Lungo il percorso della 49esima edizione della manifestazione sportiva, tornata con successo dopo il fermo di due anni per il Covid-19, ben centoventi partecipanti hanno avuto bisogno di assistenza sanitaria, per malori e mancamenti, ma anche per cadute e piccoli traumi. Un uomo di 30 anni è stato portato in codice rosso all’ospedale perchè ha perso conoscenza, come riferito dalla Croce Rossa cittadina, per un colpo di calore. E’ stato stabilizzato al Policlinico.

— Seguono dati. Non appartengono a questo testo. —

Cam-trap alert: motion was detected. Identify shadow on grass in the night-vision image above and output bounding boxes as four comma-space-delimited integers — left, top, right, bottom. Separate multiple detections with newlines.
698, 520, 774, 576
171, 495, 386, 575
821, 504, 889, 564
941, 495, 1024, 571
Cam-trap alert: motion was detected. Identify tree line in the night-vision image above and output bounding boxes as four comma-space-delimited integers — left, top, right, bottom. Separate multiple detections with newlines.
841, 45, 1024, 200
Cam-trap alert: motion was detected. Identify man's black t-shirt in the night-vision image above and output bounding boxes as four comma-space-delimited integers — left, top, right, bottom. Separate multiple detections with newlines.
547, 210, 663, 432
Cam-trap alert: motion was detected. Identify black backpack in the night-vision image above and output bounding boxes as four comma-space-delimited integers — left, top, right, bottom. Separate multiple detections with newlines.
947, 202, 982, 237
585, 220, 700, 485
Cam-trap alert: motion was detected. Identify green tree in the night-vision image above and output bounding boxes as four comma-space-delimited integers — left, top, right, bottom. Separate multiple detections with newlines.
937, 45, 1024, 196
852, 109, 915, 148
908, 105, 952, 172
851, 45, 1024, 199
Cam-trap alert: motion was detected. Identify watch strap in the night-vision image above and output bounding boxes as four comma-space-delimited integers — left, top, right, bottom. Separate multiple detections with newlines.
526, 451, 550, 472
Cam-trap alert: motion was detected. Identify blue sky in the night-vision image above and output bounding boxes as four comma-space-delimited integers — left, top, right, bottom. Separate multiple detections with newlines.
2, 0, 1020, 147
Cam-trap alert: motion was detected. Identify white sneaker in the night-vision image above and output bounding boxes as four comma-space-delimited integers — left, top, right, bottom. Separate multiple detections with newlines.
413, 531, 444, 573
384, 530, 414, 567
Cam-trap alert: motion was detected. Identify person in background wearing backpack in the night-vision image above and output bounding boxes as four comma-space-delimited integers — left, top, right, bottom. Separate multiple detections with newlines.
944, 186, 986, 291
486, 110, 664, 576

Ad accasciarsi al suolo subito dopo la gara, anche il terzo classificato nella “Half Marathon”, la Mezza Maratona, il percorso dei 21,097 chilometri, l’atleta Ishmael Chelanga Kalale.
Come riportato dall’AREU, l’Azienda regionale Emergenza Urgenza, altre persone hanno avuto bisogno del Pronto soccorso, tra gli iscritti ai due percorsi di 5 e 10 chilometri, e sono state trasportate in codice verde e giallo al Fatebenefratelli e a Niguarda.